MONDAY, Aug. 21, 2017 — The Zika virus thrives in pregnant women by suppressing their already dampened immune systems and running roughshod over their body’s natural defenses, which allows the virus to directly attack the fetus, a new study reports.
A woman’s immune system naturally suppresses itself during pregnancy to keep the body from recognizing the fetus as a foreign body and attacking it, explained senior researcher Jae Jung, chair of the department of molecular microbiology and immunology at the University of Southern California’s Keck School of Medicine.
Zika hijacks this process, turning off most of a pregnant woman’s immune defense so the virus can spread unhindered, Jung said.
“The virus really tricks the host’s immune system,” Jung said. “It commandeers the pregnant woman’s immune strategy to protect the fetus and utilizes that strategy for its own benefit.”
This helps explain why Zika causes no symptoms at all in four out of five infected people, but can cause horrible neurological birth defects such as microcephaly when pregnant women become infected, Jung said.
Babies born with microcephaly have underdeveloped brains and skulls. Nearly 3,000 cases of microcephaly have been associated with Zika-infected mothers, researchers said in background information.
For their study, Jung and his colleagues tested both the African and Asian strains of Zika in the blood samples of healthy men and women, as well as samples taken from pregnant women.
Zika was first discovered in Africa in 1947, and that strain has not been associated with neurological birth defects, Jung said.
But the virus subsequently traveled to Asia, where it mutated and became more dangerous to pregnant women and their unborn babies, Jung said.
In the laboratory, the research team discovered that the Asian strain of Zika targets monocytes, which are white blood cells that mount the body’s immune defense by destroying viruses and bacteria, Jung said.
Average people shrug off this attack, but pregnant women fall prey to it because Zika exploits the existing process by which the body protects a fetus from immune attack.
In pregnant women, a certain number of monocytes essentially flip roles and become immune-suppressing, encouraging the immune system to power down, Jung said.
Zika latches on to that natural process and amps it up.
“About 5 percent of a pregnant woman’s monocytes have immune-suppressive activity,” Jung said. “African Zika virus pushes the 5 percent up to around 10 percent. By comparison, Asian Zika virus turns 70 percent of her monocytes toward immune-suppressing.”
This effect mainly occurs in the first and second trimester, researchers found.

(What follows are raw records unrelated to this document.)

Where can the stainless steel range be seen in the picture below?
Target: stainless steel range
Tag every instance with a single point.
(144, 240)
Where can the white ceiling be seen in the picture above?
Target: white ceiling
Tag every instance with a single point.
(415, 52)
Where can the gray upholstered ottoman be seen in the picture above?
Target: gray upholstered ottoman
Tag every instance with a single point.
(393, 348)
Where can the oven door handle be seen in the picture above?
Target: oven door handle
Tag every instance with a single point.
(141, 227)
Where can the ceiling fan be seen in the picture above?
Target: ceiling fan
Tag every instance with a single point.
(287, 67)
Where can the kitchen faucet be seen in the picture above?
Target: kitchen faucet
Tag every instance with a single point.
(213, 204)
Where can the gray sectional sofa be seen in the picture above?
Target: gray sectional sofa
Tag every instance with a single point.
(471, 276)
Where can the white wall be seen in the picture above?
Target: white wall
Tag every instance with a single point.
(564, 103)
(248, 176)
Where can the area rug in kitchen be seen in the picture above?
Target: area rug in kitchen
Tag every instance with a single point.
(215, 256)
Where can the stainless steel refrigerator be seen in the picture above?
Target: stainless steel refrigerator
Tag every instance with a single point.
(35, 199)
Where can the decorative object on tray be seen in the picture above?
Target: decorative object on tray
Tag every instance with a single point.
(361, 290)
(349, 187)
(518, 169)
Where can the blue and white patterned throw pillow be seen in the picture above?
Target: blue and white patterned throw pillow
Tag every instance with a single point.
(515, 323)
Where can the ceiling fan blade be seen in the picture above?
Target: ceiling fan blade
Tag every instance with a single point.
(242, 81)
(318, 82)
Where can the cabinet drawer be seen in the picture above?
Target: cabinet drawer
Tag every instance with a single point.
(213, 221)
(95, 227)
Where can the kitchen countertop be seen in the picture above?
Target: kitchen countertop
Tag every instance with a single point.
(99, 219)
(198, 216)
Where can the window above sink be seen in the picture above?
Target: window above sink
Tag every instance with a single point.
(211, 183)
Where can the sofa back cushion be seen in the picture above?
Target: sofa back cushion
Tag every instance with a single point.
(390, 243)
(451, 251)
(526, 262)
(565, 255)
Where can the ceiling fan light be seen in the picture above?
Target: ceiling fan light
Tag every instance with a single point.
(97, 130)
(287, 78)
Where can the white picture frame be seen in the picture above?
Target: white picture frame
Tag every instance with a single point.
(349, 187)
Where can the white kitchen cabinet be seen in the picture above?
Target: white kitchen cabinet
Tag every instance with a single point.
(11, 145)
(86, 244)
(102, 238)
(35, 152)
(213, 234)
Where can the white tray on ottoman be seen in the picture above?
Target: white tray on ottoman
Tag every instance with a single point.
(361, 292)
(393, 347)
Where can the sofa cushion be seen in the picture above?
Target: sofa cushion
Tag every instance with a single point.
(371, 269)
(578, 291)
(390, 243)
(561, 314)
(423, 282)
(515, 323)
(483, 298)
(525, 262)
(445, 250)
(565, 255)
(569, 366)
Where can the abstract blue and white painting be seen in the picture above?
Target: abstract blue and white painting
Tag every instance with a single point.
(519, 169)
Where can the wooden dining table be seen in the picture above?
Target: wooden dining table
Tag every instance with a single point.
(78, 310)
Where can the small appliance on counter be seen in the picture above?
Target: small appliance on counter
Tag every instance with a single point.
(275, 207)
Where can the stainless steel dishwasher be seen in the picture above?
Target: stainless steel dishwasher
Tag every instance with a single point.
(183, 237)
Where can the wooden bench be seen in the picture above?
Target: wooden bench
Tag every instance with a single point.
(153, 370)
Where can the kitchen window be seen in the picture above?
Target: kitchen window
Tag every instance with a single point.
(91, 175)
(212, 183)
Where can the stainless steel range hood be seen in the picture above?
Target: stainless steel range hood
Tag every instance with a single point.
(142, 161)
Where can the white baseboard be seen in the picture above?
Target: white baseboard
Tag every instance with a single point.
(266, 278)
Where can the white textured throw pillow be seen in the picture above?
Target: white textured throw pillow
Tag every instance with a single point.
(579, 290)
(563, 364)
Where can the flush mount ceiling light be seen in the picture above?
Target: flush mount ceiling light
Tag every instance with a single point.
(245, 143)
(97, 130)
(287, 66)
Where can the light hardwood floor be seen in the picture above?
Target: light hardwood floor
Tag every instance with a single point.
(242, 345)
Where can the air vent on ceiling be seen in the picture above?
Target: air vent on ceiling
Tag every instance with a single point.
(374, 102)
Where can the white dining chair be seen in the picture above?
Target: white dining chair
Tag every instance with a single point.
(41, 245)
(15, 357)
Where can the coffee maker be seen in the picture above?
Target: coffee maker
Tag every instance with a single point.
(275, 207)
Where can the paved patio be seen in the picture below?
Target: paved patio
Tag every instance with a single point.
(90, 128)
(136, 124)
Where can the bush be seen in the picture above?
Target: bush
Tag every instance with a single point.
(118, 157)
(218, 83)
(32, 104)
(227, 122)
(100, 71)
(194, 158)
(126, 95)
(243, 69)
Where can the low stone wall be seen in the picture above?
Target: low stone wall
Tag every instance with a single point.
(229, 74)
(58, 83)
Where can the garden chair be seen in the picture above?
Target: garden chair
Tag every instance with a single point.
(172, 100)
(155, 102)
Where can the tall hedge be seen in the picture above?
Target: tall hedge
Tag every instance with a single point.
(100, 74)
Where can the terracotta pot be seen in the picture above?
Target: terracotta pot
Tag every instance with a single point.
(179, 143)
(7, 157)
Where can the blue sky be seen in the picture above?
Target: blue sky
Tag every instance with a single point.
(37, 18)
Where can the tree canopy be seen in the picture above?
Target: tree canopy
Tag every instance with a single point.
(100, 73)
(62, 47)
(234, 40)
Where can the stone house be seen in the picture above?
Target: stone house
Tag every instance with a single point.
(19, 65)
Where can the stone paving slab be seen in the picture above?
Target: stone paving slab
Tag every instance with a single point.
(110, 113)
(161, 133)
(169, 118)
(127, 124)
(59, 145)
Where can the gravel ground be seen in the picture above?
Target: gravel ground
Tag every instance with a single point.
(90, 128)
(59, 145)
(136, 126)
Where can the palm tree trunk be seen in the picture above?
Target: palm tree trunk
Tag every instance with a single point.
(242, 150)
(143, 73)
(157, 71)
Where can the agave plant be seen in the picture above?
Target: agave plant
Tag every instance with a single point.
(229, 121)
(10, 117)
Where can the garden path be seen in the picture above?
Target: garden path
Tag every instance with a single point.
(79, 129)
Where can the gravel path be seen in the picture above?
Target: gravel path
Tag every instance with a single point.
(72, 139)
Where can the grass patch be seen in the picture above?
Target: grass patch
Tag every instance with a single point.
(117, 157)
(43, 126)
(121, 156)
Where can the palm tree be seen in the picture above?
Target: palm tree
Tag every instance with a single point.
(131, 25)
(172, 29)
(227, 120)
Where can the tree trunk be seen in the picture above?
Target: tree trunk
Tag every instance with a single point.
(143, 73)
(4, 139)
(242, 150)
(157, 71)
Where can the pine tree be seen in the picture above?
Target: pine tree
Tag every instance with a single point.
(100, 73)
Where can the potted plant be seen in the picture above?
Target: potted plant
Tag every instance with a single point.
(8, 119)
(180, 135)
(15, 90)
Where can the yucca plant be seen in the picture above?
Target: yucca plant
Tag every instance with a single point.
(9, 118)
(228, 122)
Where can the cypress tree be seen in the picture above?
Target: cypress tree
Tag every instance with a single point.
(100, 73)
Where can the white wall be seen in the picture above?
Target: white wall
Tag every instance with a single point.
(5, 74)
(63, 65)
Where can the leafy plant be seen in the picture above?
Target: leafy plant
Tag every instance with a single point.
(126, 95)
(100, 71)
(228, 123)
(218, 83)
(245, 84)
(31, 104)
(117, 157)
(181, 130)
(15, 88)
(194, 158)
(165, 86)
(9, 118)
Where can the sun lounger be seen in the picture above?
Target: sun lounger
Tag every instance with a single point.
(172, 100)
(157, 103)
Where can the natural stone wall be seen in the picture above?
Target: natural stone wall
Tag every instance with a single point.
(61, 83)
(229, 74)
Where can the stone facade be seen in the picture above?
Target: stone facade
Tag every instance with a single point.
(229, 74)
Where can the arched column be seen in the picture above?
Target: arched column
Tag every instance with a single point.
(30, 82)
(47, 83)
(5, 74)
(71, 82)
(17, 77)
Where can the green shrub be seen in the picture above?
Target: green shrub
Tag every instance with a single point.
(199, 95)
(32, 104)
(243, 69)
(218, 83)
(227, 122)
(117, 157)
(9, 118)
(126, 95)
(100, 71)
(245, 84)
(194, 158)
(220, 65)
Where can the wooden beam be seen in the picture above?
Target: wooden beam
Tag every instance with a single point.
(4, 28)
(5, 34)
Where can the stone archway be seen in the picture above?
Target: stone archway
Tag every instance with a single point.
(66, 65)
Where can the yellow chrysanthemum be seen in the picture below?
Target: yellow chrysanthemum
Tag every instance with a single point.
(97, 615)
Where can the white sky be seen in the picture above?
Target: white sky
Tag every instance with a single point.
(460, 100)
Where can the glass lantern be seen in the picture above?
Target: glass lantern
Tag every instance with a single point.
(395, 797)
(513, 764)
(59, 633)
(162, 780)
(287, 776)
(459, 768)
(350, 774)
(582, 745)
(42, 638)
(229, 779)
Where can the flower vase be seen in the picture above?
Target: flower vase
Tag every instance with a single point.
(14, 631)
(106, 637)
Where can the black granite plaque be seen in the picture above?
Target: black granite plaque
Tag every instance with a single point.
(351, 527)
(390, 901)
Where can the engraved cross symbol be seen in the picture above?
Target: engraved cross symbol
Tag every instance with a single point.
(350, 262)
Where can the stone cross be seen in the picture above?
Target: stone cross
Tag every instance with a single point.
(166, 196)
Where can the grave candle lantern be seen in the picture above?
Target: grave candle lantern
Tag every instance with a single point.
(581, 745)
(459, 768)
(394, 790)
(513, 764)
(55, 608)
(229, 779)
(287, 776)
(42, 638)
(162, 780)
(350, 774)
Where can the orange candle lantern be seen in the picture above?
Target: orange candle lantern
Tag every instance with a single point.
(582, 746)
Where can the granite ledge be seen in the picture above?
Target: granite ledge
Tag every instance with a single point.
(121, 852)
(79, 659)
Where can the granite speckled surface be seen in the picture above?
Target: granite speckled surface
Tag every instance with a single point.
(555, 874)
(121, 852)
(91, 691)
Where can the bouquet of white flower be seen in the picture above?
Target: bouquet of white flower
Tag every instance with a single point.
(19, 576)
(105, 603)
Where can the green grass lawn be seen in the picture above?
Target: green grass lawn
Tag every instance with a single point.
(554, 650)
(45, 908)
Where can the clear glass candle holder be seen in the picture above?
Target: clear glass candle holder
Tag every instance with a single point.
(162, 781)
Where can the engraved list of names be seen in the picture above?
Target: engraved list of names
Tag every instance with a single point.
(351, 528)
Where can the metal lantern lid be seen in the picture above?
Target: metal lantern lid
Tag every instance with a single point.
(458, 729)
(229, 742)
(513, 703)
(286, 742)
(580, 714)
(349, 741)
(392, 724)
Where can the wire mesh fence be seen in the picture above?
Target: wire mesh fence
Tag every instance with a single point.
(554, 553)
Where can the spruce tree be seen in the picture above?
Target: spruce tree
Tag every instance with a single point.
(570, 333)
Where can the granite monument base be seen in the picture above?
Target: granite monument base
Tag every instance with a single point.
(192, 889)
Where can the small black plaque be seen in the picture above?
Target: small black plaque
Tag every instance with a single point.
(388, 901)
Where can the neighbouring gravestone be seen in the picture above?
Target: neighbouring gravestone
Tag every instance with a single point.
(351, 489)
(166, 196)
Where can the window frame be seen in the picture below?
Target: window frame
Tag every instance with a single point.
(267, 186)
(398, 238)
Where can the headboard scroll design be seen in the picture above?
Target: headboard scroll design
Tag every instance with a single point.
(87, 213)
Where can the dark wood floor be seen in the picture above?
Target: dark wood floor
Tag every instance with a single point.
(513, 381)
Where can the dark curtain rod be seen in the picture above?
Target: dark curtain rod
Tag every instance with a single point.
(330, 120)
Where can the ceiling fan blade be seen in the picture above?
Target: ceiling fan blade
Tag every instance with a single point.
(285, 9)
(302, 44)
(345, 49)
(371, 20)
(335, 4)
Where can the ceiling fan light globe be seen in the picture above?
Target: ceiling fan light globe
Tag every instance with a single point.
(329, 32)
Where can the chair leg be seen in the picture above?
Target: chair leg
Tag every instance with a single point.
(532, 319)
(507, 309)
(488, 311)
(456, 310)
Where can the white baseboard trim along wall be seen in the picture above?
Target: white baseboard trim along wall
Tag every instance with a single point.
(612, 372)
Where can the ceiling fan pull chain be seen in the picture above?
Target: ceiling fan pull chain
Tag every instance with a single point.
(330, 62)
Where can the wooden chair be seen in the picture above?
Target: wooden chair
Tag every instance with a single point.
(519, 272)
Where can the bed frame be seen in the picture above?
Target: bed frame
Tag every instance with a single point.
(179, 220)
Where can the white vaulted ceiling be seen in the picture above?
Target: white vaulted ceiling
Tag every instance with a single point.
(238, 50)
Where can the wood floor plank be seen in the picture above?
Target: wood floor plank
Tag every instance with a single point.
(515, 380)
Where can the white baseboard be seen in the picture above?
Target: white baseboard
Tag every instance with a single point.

During the third trimester, the blood of infected pregnant women was about the same as that of non-pregnant women.
“The virus goes in, replicates, grows and then crosses the placenta to enter the fetus and cause disease,” Jung said.
The blood of pregnant women infected with Zika also showed abnormally high expression of two genes that have been previously associated with pregnancy complications, researchers report.
One gene, ADAMTS9, has been associated with underweight newborns and difficult deliveries, while the gene FN1 has been associated with womb abnormalities that can lead to unusually small babies and preeclampsia, the study said.
Uncovering more about Zika’s infection process will help researchers develop countermeasures against the virus, said Dr. Amesh Adalja, a senior associate for the Johns Hopkins Center for Health Security.
“This is a very important study that will likely lead to further research to develop potential methods to prevent this cascade from happening,” Adalja said.
However, this study shows that future Zika vaccine trials need to take into account this increased risk to pregnant women, Jung said. None of the current clinical trials for a Zika vaccine include pregnant women, due to concern for fetal health.
“The Zika virus vaccines in development seem to be highly effective, but they’re being tested among non-pregnant women with different body chemistry compared to pregnant women,” Jung said in a news release.
“It’s feasible the recommended vaccine dose — though effective for non-pregnant women — may not be potent enough for pregnant women because their bodies are more tolerant of viruses,” Jung said.
The study was published Aug. 21 in the journal Nature Microbiology.